Hib (Haemophilus influenzae type b) has all but been eliminated in the UK so who or what should take the credit?
According to the UK’s Public Health Laboratory, the laurel wreath should go to an effective vaccination programme. Certainly, the rates of Hib have fallen dramatically; in both 1994 and 1995, only one case a year was reported in Oxford where 63 cases were previously reported every year. Similarly, just eight cases of Hib in children under the age of 5 from five other regions were seen in the nine months from October, 1994, compared to 270 and 269 cases in similar periods in 1990 and 1991.
So successful has been the campaign, say the experts, that no booster shot is needed when the child is aged 2.
Unfortunately, there is one niggling statistic that deserves to be heard.

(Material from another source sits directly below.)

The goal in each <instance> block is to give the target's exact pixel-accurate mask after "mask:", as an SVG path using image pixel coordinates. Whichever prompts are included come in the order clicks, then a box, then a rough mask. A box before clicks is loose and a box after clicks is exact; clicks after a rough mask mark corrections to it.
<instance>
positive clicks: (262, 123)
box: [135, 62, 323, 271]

Of the 164 cases reported in the year from October 1992, 43 were true vaccine failures and, of these, 31 had had the prescribed three shots.
So is the vaccine really so effective after all or is medicine trying to take credit for a cyclical downturn in a disease, as other experts have suggested (The Lancet, 1997; 349: 1197-1201).

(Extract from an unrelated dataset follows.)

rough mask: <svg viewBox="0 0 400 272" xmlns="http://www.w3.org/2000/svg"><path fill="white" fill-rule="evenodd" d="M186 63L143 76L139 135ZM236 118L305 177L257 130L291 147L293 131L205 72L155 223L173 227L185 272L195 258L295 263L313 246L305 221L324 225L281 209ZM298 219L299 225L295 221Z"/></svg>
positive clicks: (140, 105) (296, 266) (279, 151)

A similar sound of back slapping can be heard in the US, where they say the statistics back up their policy of a two dose measles immunization campaign, with the second dose given at school entry.

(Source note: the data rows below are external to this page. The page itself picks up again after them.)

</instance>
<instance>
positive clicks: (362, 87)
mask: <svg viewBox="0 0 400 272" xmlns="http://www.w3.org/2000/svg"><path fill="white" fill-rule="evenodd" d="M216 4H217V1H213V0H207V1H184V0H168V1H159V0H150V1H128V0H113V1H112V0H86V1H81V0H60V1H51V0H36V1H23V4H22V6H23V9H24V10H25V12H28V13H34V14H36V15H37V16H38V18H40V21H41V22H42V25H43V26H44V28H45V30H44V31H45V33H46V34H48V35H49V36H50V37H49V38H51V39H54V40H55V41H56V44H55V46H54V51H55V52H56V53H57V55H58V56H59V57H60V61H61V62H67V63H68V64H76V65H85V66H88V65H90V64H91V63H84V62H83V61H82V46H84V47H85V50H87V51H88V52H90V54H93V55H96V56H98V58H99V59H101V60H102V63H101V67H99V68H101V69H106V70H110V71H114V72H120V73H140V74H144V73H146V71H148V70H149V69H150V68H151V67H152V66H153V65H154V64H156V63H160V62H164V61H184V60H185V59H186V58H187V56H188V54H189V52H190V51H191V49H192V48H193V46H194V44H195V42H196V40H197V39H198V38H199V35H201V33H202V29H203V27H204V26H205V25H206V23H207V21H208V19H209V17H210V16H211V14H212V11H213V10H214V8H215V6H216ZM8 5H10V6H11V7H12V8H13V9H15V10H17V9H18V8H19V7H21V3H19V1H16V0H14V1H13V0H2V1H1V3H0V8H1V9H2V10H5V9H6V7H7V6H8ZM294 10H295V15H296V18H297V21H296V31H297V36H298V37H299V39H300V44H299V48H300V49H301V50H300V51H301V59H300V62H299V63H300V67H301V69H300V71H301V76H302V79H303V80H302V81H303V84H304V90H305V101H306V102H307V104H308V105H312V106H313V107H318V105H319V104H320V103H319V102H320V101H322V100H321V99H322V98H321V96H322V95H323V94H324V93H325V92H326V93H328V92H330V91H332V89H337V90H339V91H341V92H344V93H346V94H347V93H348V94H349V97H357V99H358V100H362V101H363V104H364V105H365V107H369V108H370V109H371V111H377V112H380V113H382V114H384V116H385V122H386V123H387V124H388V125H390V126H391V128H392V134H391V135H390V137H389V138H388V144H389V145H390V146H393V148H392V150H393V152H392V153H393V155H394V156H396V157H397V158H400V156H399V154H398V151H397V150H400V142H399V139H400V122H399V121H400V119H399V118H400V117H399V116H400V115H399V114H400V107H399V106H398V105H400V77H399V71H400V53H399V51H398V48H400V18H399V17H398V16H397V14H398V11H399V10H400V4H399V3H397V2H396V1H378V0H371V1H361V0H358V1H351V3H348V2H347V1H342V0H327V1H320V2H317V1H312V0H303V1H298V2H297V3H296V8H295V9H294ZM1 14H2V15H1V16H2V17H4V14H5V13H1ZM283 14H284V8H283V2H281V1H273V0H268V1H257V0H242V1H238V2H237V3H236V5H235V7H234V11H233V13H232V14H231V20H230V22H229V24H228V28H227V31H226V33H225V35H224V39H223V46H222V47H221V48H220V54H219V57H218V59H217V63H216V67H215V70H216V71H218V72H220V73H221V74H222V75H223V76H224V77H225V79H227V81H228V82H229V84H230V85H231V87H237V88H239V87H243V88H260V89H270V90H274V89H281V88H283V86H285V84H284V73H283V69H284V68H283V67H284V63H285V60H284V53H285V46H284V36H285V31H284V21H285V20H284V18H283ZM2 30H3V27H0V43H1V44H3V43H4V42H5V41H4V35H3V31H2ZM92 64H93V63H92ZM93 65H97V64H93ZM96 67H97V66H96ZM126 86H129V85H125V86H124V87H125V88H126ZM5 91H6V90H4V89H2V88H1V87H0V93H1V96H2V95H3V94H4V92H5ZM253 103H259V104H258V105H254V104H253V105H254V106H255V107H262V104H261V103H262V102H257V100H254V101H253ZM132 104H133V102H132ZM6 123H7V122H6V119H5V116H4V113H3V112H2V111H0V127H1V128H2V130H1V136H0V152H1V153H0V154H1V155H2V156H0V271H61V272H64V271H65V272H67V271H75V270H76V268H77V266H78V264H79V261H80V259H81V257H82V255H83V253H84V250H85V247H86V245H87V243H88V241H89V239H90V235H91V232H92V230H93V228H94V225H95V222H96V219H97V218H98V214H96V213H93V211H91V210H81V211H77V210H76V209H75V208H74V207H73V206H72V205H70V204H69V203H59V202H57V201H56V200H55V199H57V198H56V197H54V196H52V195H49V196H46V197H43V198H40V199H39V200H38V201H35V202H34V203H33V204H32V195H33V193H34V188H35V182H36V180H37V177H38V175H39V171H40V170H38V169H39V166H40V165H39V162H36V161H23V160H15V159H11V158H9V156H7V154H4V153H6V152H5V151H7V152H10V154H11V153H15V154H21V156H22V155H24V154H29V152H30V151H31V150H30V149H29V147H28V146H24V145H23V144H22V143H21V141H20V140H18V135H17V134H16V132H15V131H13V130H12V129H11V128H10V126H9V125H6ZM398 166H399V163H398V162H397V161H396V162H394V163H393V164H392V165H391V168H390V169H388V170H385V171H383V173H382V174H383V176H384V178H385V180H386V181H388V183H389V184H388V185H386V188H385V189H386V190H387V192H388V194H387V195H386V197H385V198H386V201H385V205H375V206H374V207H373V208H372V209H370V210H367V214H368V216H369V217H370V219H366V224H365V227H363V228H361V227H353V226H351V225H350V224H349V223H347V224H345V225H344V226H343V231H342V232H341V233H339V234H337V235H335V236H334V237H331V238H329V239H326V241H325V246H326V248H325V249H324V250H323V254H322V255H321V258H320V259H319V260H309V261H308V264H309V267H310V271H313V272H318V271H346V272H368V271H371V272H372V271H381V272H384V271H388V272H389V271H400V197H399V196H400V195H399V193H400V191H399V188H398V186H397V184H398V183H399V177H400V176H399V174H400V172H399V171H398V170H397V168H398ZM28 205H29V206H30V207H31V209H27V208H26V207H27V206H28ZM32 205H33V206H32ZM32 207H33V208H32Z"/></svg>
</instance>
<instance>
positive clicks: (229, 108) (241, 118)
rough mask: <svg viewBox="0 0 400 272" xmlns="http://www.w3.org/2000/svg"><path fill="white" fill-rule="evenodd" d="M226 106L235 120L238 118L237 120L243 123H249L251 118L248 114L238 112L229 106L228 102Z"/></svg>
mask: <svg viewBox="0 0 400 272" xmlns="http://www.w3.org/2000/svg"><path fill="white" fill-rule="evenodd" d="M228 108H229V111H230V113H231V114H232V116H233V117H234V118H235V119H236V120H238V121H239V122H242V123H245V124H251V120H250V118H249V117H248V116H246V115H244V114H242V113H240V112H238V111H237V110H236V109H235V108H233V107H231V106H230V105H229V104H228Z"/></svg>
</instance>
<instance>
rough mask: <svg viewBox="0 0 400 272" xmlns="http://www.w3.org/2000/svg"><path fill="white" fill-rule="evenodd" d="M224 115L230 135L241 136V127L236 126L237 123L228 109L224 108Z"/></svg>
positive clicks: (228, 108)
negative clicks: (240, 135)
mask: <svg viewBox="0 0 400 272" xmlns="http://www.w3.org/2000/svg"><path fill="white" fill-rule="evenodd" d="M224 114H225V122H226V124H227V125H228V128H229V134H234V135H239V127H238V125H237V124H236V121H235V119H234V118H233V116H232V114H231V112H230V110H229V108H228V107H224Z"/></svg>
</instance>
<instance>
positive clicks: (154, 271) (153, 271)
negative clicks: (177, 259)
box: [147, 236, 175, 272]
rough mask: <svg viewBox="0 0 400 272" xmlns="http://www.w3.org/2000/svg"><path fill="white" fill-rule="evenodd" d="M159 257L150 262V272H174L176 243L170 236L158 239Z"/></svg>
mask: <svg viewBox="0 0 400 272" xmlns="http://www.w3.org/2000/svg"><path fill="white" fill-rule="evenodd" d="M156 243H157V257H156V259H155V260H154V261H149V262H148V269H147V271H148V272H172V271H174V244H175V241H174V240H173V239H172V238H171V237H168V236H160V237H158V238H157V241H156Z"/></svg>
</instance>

Experts from the Mayo Vaccine Research Group reckon that 98 per cent of children had measles antibodies after two vaccinations. But, again, there are always the niggardly statistics to spoil the party. In this case, 130 children who had no measles antibodies after the first shot were reimmunized, and this time 106 of them had developed antibodies six weeks after the jab. But this left 24 or 18.5 per cent who obstinately remained without immunity. Interestingly, the age of the child seemed to affect the outcome those aged under 13 months when they had the second jab were less likely to develop antibodies (JAMA, 1997; 277: 1156-8).